応神天皇 諡号 諡号か実名か
応神天皇の名とされる「ホムダワケ」(『日本書紀』では誉田別、『古事記』では品陀和気と表記)は、実は生前に使われた実名だった、とする説がある。確実性を増してからの書紀の記述による限り、天皇に和風諡号を追号するようになったのは6世紀の半ば以降と見られる。とくに応神天皇から継体天皇にかけての名は概して素朴であり、ワカタケルのように明らかに生前の実名と証明されたものもある。第22代清寧(せいねい)天皇のシラカタケヒロクニオシワカヤマトネコ(白髪武広国押稚日本根子、『日本書紀』に因る)のように明らかな和風諡号も見られるが、これはむしろ清寧天皇が後に皇統の列に加えられた架空の天皇である可能性を物語っている(ただし、清寧天皇の和風諡号は実名を基にした物であるため、実在した可能性が高い、とする説もある)。

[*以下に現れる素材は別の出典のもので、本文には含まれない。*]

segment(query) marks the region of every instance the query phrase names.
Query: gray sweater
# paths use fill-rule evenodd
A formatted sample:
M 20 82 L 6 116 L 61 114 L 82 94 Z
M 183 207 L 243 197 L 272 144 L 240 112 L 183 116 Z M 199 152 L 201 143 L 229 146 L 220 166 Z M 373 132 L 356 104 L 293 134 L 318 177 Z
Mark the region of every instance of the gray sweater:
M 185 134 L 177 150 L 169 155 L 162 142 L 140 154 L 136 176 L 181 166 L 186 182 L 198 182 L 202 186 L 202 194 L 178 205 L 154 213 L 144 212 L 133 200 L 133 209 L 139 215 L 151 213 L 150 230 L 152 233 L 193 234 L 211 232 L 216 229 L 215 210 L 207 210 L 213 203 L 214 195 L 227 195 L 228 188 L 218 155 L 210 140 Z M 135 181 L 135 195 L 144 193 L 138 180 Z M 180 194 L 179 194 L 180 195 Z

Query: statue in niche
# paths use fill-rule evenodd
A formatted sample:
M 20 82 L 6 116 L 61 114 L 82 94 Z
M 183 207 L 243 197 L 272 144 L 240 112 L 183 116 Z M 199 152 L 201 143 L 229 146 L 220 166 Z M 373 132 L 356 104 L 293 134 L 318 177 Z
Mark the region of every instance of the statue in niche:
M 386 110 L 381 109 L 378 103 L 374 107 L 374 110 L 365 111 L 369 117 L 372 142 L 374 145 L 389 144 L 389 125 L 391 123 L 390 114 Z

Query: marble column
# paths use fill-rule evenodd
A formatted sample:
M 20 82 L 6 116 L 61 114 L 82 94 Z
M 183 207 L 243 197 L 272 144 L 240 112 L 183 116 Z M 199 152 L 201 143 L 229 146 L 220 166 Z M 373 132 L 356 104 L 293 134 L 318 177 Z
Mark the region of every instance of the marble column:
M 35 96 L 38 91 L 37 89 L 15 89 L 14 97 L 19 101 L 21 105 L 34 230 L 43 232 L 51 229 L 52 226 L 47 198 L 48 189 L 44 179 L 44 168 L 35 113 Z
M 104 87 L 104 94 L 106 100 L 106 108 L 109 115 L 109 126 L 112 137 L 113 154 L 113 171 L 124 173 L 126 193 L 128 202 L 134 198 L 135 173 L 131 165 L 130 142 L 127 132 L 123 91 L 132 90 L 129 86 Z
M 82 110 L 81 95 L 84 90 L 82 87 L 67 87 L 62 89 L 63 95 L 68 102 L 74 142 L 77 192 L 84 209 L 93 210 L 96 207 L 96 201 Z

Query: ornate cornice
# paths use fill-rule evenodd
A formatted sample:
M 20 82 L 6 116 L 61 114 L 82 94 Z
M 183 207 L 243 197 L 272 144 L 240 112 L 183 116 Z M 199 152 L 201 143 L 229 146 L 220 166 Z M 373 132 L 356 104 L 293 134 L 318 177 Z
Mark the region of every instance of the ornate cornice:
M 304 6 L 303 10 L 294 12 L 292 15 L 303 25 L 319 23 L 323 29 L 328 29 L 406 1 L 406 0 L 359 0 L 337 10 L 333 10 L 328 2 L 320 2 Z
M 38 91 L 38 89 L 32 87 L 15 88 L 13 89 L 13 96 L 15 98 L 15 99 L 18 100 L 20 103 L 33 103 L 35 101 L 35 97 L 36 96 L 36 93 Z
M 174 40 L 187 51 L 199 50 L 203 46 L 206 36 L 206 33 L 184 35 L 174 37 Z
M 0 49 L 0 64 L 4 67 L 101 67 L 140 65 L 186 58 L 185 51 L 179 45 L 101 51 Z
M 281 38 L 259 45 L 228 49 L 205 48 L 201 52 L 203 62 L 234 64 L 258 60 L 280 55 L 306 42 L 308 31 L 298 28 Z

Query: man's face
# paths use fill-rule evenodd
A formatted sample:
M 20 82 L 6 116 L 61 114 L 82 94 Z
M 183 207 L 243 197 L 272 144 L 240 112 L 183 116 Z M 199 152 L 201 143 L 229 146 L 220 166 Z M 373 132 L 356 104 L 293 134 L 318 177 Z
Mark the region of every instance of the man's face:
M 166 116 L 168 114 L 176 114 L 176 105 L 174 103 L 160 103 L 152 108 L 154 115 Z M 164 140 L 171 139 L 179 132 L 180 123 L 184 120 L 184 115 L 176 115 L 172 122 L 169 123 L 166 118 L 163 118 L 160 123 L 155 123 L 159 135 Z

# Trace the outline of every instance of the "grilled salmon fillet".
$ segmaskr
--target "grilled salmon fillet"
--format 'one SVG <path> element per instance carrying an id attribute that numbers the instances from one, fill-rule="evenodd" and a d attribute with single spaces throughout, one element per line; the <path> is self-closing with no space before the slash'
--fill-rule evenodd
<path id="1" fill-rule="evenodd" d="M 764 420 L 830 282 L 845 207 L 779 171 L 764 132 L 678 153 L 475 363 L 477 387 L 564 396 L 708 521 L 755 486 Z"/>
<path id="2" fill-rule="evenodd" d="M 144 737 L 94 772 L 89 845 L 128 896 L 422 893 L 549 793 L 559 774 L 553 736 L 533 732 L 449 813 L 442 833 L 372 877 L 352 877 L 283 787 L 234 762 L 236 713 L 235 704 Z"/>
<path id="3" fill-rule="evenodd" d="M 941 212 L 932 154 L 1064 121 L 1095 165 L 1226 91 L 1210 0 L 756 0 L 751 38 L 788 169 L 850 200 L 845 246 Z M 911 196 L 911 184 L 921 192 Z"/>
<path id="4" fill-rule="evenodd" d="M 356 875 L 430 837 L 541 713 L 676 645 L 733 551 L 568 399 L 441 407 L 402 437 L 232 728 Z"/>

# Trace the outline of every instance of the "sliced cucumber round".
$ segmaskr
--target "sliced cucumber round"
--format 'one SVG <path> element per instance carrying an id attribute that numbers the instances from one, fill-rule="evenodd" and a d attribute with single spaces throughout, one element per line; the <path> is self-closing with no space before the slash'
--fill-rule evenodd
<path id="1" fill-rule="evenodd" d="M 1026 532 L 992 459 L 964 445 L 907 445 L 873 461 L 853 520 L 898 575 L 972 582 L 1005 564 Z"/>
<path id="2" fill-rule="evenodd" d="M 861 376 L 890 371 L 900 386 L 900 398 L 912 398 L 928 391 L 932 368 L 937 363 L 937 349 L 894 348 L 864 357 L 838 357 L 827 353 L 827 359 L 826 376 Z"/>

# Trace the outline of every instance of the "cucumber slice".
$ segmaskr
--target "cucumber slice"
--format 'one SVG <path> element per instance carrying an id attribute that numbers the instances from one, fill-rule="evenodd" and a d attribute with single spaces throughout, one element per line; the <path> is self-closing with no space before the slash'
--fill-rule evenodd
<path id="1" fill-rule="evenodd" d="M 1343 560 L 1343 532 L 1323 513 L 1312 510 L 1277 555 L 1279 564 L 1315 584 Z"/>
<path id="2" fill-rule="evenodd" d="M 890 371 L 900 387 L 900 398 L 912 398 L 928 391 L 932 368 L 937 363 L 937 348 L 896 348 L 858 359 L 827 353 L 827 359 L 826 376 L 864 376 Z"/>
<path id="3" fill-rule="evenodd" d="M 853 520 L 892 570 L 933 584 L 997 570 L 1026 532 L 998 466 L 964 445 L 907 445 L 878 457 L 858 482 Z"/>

『日本書紀』には、吉備(きび)臣の祖として御友別(みともわけ)の名が、『古事記』には、近江の安(やす)国造の祖先として意富多牟和気(おほたむわけ)の名が見えるが、これらの豪族の名の構成は「ホムダワケ」と全く同じである。これらのことから、「ワケ」(別・和気・和希などと表記)の称を有する名は4世紀から5世紀にかけて皇族・地方豪族の区別なく存在し、ごく普遍的に用いられた名であることが分かる。事実、景行(けいこう)・履中(りちゅう)・反正(はんぜい)の各天皇の名にも「ワケ」が含まれており、実名を基にした和風諡号である可能性が高い。以上の点から、応神天皇の「ホムダワケ」と言う名も実名だったと、この仮説では見なしている。
なお、この「ワケ」の語義ならびに由来については、諸説あって明らかにしがたい。『古事記』では、景行天皇が設置した地方官の官職名であり、皇族から分かれて諸地方に分封された豪族の称としている。が、これは観念的説明であろう。